# last weekend for the tin boat



## fishhog (Sep 26, 2007)

well this will be the last weekend for our boat this season. I will post the pics on our return. Jr and I are not looking forward to it  , but it has been a great seaon for us.  

fishhog sr


----------



## Captain Ahab (Sep 27, 2007)

Sorry to hear that - What do you do when you cannot go fishing?


----------



## Jim (Sep 27, 2007)

Ice fish!


----------



## fishhog (Sep 27, 2007)

there is not much we can do, my son can't take the cold. So I built us a theater 80inch screen and 5.1 sound. And Walmart has the movies for $5to$10.

And there is allways watching you guys catch them for us lol



Fishhog sr


----------



## Captain Ahab (Sep 27, 2007)

I am willing to help your watching - hopefully will have a great report with some sweet pics up after this weekend.

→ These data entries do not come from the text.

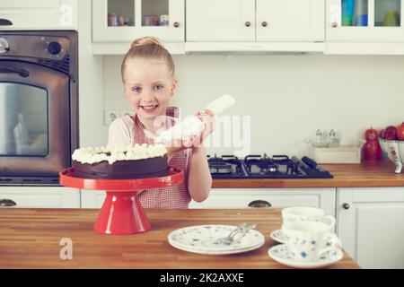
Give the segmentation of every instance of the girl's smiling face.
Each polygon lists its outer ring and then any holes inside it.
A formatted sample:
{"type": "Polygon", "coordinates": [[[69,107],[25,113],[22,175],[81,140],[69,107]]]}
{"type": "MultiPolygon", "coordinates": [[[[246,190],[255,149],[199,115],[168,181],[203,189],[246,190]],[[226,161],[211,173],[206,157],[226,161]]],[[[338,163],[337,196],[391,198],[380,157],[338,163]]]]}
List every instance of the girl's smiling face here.
{"type": "Polygon", "coordinates": [[[165,116],[176,83],[162,61],[132,58],[126,63],[125,94],[141,121],[165,116]]]}

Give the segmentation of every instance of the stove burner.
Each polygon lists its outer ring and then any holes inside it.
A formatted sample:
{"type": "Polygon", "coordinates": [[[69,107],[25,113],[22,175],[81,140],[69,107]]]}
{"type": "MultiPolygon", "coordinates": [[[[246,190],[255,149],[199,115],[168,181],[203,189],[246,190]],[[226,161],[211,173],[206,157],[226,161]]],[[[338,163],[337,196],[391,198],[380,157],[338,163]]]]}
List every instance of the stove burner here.
{"type": "Polygon", "coordinates": [[[211,158],[209,156],[207,162],[212,177],[215,178],[239,178],[244,175],[242,161],[233,155],[223,155],[222,157],[211,158]]]}
{"type": "Polygon", "coordinates": [[[208,163],[214,178],[330,178],[333,176],[317,166],[308,157],[290,159],[286,155],[266,153],[248,155],[239,160],[233,155],[208,156],[208,163]]]}
{"type": "Polygon", "coordinates": [[[212,162],[209,164],[210,173],[232,173],[232,164],[227,162],[212,162]]]}

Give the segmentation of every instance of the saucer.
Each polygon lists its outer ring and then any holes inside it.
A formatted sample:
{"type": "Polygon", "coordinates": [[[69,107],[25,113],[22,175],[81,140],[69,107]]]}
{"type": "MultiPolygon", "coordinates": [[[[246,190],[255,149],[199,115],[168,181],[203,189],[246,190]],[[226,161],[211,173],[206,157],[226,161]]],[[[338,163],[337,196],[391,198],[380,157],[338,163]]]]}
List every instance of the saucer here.
{"type": "Polygon", "coordinates": [[[330,265],[342,259],[342,251],[335,248],[332,251],[325,252],[324,255],[315,261],[296,261],[290,255],[285,244],[273,246],[268,250],[268,255],[283,265],[294,268],[321,268],[330,265]]]}
{"type": "Polygon", "coordinates": [[[275,241],[277,241],[279,243],[285,243],[286,242],[286,238],[284,235],[284,233],[282,233],[282,230],[273,230],[269,236],[275,241]]]}
{"type": "Polygon", "coordinates": [[[250,230],[244,237],[232,244],[216,243],[235,230],[235,225],[197,225],[171,231],[169,243],[180,250],[208,254],[227,255],[247,252],[260,248],[265,243],[262,233],[250,230]]]}

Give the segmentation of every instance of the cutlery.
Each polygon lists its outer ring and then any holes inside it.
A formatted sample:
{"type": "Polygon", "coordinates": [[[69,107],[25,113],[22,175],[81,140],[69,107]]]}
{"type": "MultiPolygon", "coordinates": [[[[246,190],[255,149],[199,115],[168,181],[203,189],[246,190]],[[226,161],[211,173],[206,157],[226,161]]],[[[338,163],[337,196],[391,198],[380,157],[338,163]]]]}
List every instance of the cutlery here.
{"type": "Polygon", "coordinates": [[[235,237],[238,234],[241,234],[240,237],[237,238],[237,240],[240,240],[242,238],[243,238],[251,229],[255,228],[257,225],[255,223],[247,223],[242,222],[240,224],[235,230],[233,230],[230,234],[226,237],[224,237],[222,239],[218,239],[216,241],[215,241],[215,244],[227,244],[230,245],[232,242],[235,240],[235,237]]]}

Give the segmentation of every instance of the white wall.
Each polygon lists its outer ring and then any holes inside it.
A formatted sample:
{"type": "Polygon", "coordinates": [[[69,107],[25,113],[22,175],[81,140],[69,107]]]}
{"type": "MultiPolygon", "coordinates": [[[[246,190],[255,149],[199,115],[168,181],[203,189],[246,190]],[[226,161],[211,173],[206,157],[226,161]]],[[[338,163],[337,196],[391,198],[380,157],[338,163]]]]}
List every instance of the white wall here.
{"type": "MultiPolygon", "coordinates": [[[[122,57],[104,57],[106,109],[125,109],[122,57]]],[[[323,55],[176,56],[172,104],[194,113],[228,92],[231,115],[251,116],[251,152],[303,155],[318,128],[353,144],[365,128],[404,121],[404,57],[323,55]]],[[[104,144],[108,129],[101,128],[104,144]]],[[[231,148],[209,149],[219,154],[231,148]]]]}
{"type": "MultiPolygon", "coordinates": [[[[120,84],[123,56],[92,56],[91,1],[79,1],[81,146],[106,144],[103,109],[127,109],[120,84]]],[[[404,121],[404,57],[323,55],[176,56],[172,104],[195,113],[228,92],[231,115],[251,117],[251,152],[303,155],[303,138],[333,128],[343,144],[365,128],[404,121]]],[[[209,153],[232,153],[210,148],[209,153]]]]}

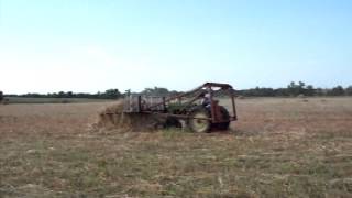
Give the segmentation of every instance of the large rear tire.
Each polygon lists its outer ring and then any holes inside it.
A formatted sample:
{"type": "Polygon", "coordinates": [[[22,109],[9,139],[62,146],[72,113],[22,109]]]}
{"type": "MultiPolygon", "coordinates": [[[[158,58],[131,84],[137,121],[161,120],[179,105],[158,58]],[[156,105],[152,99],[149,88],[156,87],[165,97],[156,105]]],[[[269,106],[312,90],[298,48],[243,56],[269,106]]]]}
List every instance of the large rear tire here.
{"type": "Polygon", "coordinates": [[[198,106],[189,113],[188,127],[196,133],[209,132],[211,128],[210,112],[204,106],[198,106]],[[197,119],[200,118],[200,119],[197,119]]]}
{"type": "Polygon", "coordinates": [[[221,112],[221,120],[226,120],[226,121],[217,123],[215,125],[215,128],[217,128],[220,131],[229,130],[229,128],[230,128],[230,113],[227,110],[227,108],[224,108],[222,106],[220,106],[220,112],[221,112]]]}

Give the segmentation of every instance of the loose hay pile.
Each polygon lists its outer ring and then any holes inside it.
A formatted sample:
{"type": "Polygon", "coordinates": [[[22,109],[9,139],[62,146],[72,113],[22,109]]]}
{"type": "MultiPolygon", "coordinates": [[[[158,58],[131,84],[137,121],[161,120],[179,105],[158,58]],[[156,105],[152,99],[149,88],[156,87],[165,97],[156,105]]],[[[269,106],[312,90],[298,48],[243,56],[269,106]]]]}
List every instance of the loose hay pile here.
{"type": "Polygon", "coordinates": [[[123,101],[99,112],[98,128],[120,131],[153,131],[163,127],[164,119],[148,113],[123,113],[123,101]]]}

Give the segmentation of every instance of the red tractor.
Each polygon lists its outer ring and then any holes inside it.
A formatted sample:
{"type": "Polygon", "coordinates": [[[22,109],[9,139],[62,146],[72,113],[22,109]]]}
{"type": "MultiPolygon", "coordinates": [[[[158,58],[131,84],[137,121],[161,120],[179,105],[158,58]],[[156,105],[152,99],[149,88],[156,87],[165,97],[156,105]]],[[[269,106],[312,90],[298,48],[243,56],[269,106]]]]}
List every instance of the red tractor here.
{"type": "Polygon", "coordinates": [[[228,130],[230,122],[237,120],[234,90],[218,82],[206,82],[173,97],[128,95],[123,112],[156,114],[166,118],[165,123],[186,123],[194,132],[228,130]],[[230,99],[228,108],[220,105],[226,99],[230,99]]]}

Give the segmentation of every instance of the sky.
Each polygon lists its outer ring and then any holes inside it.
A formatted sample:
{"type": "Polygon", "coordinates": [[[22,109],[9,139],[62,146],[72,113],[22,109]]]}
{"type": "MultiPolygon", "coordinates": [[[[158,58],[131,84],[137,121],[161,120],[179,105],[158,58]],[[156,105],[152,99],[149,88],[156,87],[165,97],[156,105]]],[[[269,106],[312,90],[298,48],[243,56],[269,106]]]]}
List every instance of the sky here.
{"type": "Polygon", "coordinates": [[[0,0],[0,90],[352,85],[350,0],[0,0]]]}

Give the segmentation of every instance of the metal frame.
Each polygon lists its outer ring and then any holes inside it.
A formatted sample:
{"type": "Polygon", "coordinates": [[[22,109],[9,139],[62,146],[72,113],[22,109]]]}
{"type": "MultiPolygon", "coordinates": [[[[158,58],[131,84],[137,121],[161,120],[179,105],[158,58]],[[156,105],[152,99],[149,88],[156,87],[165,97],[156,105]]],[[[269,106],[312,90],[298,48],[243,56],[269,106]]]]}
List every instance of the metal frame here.
{"type": "Polygon", "coordinates": [[[175,97],[169,97],[169,98],[163,98],[162,102],[155,103],[153,106],[147,107],[147,110],[142,110],[142,105],[141,105],[141,100],[142,97],[139,96],[139,107],[142,113],[152,113],[152,114],[157,114],[157,116],[162,116],[162,117],[175,117],[175,118],[179,118],[179,119],[190,119],[189,116],[187,114],[174,114],[174,113],[166,113],[166,112],[160,112],[160,111],[155,111],[152,110],[153,108],[157,107],[157,106],[164,106],[166,107],[167,102],[170,102],[173,100],[180,100],[184,97],[187,96],[191,96],[191,95],[196,95],[190,101],[188,101],[188,103],[193,103],[194,101],[198,100],[200,98],[200,95],[204,94],[206,91],[208,91],[208,94],[210,95],[210,114],[211,118],[206,119],[206,118],[191,118],[191,119],[199,119],[199,120],[210,120],[212,123],[221,123],[221,122],[227,122],[227,121],[235,121],[238,120],[237,117],[237,109],[235,109],[235,101],[234,101],[234,90],[232,88],[231,85],[229,84],[218,84],[218,82],[206,82],[190,91],[184,92],[182,95],[175,96],[175,97]],[[228,96],[231,98],[231,105],[232,105],[232,112],[233,114],[230,116],[230,120],[221,120],[218,114],[217,111],[219,112],[219,106],[216,103],[216,100],[213,99],[213,88],[220,88],[219,90],[227,90],[228,91],[228,96]],[[197,92],[199,92],[197,95],[197,92]]]}

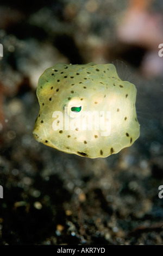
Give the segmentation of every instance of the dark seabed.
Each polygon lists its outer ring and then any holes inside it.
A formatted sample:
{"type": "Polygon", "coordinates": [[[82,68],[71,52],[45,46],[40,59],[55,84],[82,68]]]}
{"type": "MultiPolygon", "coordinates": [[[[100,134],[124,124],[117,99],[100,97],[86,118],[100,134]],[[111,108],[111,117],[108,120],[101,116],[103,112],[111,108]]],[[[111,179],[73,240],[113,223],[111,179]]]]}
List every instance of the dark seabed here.
{"type": "Polygon", "coordinates": [[[0,245],[162,244],[162,1],[12,2],[0,5],[0,245]],[[137,89],[134,144],[90,159],[35,141],[45,70],[115,59],[137,89]]]}

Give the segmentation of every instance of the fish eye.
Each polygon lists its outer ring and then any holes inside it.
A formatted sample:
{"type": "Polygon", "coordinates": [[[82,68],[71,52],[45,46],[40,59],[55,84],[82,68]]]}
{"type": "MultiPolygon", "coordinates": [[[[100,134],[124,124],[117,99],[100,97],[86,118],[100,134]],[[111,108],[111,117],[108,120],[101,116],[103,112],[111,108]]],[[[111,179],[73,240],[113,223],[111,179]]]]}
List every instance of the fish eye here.
{"type": "Polygon", "coordinates": [[[71,108],[71,111],[74,113],[80,112],[80,111],[81,111],[81,109],[82,106],[80,106],[80,107],[72,107],[72,108],[71,108]]]}

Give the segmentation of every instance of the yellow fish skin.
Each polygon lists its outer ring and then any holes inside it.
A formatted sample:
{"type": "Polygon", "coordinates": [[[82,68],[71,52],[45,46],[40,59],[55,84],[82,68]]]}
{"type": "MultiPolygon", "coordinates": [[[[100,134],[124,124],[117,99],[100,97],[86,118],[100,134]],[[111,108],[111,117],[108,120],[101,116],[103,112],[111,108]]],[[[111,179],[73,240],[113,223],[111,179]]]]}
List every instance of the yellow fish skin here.
{"type": "Polygon", "coordinates": [[[112,64],[58,63],[39,80],[40,109],[34,136],[46,145],[81,156],[117,153],[140,135],[136,92],[133,84],[120,78],[112,64]]]}

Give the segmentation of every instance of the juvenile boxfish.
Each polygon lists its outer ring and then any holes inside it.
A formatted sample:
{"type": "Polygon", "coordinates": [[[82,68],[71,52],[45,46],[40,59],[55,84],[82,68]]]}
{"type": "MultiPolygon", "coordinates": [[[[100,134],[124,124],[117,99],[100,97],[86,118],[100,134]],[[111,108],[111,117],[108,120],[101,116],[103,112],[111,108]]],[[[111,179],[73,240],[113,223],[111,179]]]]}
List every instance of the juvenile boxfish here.
{"type": "Polygon", "coordinates": [[[40,76],[40,106],[33,135],[59,150],[106,157],[130,147],[140,135],[136,89],[112,64],[58,63],[40,76]]]}

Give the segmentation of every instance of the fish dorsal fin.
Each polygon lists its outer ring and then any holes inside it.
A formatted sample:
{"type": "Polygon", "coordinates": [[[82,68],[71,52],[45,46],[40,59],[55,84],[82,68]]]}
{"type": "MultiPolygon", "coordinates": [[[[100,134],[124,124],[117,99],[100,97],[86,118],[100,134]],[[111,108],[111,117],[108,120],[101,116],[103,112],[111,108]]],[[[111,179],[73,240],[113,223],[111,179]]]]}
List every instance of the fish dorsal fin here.
{"type": "Polygon", "coordinates": [[[128,66],[122,60],[116,59],[111,62],[116,67],[118,77],[123,81],[134,82],[133,75],[128,66]]]}

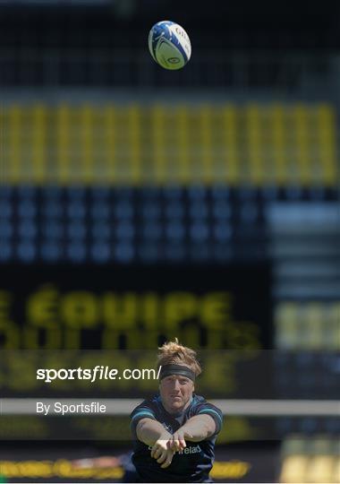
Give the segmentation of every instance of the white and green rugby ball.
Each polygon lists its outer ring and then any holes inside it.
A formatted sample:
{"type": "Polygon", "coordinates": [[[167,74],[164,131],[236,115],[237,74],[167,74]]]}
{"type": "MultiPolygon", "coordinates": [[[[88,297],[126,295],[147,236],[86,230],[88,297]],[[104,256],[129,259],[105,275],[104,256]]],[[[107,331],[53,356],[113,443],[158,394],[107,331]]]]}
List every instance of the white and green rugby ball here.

Enjoy the Movies - post if you come across anything really good or really bad

Thanks


----------



## Icefisher15 (Sep 27, 2007)

Jim said:


> Ice fish!


Im right along with Jim on this one, id actually prefer icefishing most days over open water.


----------



## Anonymous (Sep 28, 2007)

fishhog said:


> there is not much we can do, my son can't take the cold. So I built us a theater 80inch screen and 5.1 sound. And Walmart has the movies for $5to$10.
> 
> And there is allways watching you guys catch them for us lol
> 
> ...



I hear that fishhog!! I put together a sony 800 watt 5.1 with a sony dvd player on a JVC 32" T.V. JustfishN got the JVC T.V.. I my self am a sony man but the price was rite.


fishnfever


----------